Climate-conscious investing:

The Church of England's pension fund has created a new index that rewards companies according to how much they are doing to reduce their carbon emissions.


The FTSE TPI Climate Transition Index embeds forward-looking data which tracks whether companies align to 2DC or below 2DC/Net Zero. 


As such, it is the first Global Index to enable passive funds to capture company alignment to the 2015 Paris Climate Agreement.


It was designed by the Church of England Pensions Board with FTSE Russell, an index provider, and the Transition Pathway Initiative, based at the London School of Economics' Grantham Research Institute, and responds to the latest call by the Governor of the Bank of England, Mark Carney, challenging pension funds to address the financial risk of climate change.


The index uses a series of metrics to rate companies according to their environmental performance and rewards companies with public targets aligned to the Paris Agreement, while significantly underweighting or excluding those that do not.


The index methodology results in improvements in relation to climate relevant metrics:

  • Exposure to green revenues increases by 35%

  • Exposure to Fossil Fuel Reserves is reduced by 69%

  • Exposure to operational CO2 emissions is reduced by 36%

The Church of England Pensions Board is transferring £600 million of its £2.8 billion assets to the FTSE TPI Climate Transition Index. This means the Pensions Board portfolio will now have a 49.1% lower carbon intensity than its current passive allocation.


Two oil companies are included on the index: Royal Dutch Shell and Repsol, both of which have announced ambitious targets for reducing their carbon emissions.


Adam Matthews, the Church of England Pensions Board’s director of ethics and engagement and a prominent activist on climate matters, has worked with companies like Shell to set targets for reducing emissions.


Companies face a choice to put 'in place targets and strategies aligned to Paris' or 'work against the long-term interests of beneficiaries and wider society and be excluded', he said in a statement.


The Archbishop of Canterbury Justin Welby said: 'We all have both a moral and financial responsibility to address the climate emergency and to use those tools available to us to support the goals of the Paris Climate Agreement. 
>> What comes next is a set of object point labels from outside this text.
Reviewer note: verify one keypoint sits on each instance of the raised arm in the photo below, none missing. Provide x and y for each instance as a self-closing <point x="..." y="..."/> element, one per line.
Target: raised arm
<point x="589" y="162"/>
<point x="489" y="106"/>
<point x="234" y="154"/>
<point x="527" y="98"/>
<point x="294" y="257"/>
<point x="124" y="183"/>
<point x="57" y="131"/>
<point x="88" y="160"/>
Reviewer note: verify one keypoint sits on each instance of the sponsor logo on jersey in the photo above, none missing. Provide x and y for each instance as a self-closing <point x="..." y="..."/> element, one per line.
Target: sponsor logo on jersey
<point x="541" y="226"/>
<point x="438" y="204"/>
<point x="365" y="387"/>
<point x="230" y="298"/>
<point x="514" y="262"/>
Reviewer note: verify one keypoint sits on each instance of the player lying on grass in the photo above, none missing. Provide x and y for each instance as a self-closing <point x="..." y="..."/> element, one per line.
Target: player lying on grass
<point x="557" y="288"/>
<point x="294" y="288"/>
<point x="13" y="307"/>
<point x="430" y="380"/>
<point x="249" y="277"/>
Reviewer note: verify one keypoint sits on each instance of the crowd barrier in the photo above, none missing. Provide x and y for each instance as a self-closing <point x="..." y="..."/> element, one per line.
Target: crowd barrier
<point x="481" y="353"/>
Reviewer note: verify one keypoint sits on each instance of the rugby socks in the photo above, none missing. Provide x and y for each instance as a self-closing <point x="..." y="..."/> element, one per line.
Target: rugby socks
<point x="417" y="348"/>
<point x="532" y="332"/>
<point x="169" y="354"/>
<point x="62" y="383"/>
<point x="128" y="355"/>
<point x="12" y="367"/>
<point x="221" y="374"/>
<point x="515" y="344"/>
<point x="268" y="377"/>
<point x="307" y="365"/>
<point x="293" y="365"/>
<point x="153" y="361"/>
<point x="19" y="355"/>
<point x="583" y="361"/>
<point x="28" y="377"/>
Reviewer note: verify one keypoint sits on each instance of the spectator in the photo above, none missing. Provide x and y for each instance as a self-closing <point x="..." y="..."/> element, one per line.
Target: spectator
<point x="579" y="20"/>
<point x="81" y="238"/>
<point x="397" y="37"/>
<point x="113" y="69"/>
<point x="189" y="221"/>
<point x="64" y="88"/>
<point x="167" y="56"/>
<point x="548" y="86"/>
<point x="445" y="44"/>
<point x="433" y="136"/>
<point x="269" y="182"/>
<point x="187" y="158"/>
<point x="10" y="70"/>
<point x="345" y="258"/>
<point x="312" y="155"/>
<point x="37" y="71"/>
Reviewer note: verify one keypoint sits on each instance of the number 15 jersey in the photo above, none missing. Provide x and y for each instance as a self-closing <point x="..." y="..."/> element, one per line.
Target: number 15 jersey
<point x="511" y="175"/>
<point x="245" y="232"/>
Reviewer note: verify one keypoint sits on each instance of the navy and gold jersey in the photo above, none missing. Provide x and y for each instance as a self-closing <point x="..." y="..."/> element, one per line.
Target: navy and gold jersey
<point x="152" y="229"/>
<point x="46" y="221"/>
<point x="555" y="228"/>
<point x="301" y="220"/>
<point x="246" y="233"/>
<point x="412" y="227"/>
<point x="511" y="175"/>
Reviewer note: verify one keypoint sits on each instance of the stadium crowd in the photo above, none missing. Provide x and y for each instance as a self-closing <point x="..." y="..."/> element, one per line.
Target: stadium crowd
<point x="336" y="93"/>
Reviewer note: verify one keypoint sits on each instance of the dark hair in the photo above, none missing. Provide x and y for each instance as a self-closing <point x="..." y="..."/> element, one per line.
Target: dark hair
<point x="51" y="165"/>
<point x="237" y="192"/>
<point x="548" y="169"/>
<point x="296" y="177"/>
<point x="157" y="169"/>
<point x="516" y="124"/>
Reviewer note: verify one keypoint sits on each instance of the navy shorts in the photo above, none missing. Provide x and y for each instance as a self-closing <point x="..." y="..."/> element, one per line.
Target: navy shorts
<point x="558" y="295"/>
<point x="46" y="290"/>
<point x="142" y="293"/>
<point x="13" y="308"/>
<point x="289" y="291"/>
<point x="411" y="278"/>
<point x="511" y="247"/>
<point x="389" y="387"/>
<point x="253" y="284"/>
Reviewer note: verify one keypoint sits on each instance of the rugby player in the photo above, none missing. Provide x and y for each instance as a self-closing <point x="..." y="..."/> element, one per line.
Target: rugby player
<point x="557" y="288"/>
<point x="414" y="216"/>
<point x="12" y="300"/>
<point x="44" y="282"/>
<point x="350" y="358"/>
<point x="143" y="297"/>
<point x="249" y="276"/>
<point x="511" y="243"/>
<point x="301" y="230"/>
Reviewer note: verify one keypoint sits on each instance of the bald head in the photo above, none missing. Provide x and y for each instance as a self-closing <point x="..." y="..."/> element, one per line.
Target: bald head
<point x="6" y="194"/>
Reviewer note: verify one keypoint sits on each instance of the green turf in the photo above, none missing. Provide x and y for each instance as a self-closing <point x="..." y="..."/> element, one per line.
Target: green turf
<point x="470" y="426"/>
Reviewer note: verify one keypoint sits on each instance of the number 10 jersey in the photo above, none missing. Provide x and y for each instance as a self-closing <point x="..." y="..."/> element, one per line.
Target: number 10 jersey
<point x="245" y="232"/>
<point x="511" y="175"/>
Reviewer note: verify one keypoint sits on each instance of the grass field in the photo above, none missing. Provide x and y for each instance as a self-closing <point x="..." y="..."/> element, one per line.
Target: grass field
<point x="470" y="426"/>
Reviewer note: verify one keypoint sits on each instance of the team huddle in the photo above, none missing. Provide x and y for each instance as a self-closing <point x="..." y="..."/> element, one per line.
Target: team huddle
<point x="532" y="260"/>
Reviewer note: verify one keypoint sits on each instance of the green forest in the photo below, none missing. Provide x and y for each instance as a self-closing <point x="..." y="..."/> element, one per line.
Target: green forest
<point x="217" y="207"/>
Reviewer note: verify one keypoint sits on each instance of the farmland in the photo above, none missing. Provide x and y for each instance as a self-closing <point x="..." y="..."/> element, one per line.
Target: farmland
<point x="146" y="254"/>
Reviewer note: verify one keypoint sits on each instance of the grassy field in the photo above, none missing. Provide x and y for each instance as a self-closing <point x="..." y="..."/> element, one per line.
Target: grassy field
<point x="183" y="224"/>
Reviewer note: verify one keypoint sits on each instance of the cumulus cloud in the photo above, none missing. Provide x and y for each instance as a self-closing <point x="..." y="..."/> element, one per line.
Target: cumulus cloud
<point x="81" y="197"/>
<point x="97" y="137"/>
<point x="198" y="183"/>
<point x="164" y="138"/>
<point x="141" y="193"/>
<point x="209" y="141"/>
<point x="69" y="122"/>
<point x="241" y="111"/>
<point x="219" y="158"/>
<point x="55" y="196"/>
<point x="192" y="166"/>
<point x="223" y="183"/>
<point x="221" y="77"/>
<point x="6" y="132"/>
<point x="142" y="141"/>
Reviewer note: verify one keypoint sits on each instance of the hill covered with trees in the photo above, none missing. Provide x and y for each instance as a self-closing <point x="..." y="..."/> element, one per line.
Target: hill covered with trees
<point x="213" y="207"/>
'For Christians and people of conscience, this is even more so when you see the impacts on the world’s poorest and least equipped to adapt to extreme weather, as well as the impacts on the beauty of God’s creation.'


The Church of England has been working on this project for 18 months along with the Transition Pathway Initiative, a global initiative led by asset owners and supported by asset managers. Aimed at investors and free to use, the TPI assess how individual companies are positioning themselves for the transition to a low-carbon economy through a public, transparent online tool.  The TPI is backed by 62 funds with more than US$18 trillion of combined assets under management or assets under advice.